Building Resilience At Work
Shift-work and high-pressure roles keep our organizations running 24/7 but they also carry an invisible cost.
Fatigue, disrupted sleep, and constant pressure don’t just impact health, they hit your bottom line through absenteeism, overtime, and turnover.

Resilience training doesn’t just “feel good.” It saves money by:
-
Reducing absenteeism and presenteeism.
-
Lowering turnover and recruitment costs.
-
Decreasing accidents and claims.
-
Improving engagement and reliability.
What resilience programs actually do (and what they don’t)
What our workplace resilience program does:
Teaches practical skills that employees can customize to their own lives and implement right away, including:
-
Stigma reduction,
-
Mental wellness (personalized coping strategies),
-
Stress response and stress management,
-
Fatigue management,
-
Building a support network (including employer services like EAP and benefits)
What our workplace resilience program doesn't do:
Resilience training reduces individual symptoms and improves coping, but the largest sustained effects come when training is paired with system changes (safer schedules, staffing levels, workload adjustments). Programs that ignore scheduling or workload risk being short-lived.
Who Benefits From Resilience Training?
Emergency Response / Critical Incident Teams
Maintenance and technical support crews
Shift supervisors / team leads
High‑Risk Safety/Critical Control Rooms
Apprentice and early-career teams adapting to shift work
Shift teams/frontline operators

Delivery Options and Pricing
We're here to support your team and operations in a way that best suits your operational schedule.
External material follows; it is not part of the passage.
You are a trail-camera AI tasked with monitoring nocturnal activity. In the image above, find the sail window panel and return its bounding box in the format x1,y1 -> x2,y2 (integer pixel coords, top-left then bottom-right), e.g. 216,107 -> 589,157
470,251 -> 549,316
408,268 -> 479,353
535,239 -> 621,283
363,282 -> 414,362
Training can be delivered virtually in either:
-
Three 60 minute sessions.
-
Six 30 minute sessions.
-
Or "Train the trainer" format so your shift leaders can incorporate the learning into shift handovers
About
About Alison
CEO/CWO
Alison holds a Masters in Employment Relations from Memorial University She has been speaking and providing training to workplaces for 20 years and is passionate about starting conversations and creating change.Alison also speaks about her own mental health experiences as a highly engaged employee in the workplace. She believes that the more conversations we can have around mental health, the more we can understand and support each other.
She spent the first part of her career in the non profit sector training on safety, prevention, wellness and disability awareness and is now a business owner with a training focus on mental health, wellbeing, stress management, burnout prevention and work-life balance. She is a Certified Mental Health First Aid (MHFA) Trainer through the Mental Health Commission of Canada and teaches courses virtually and in person across Canada.
Alison has experience working with a wide-variety of workplaces and sectors including Government, manufacturing, mining, agriculture, community organizations, energy, construction, aerospace, healthcare and more. She works primarily with leaders, managers, human resources teams and occupational health and safety professionals to coordinate and deliver learning opportunities for their teams.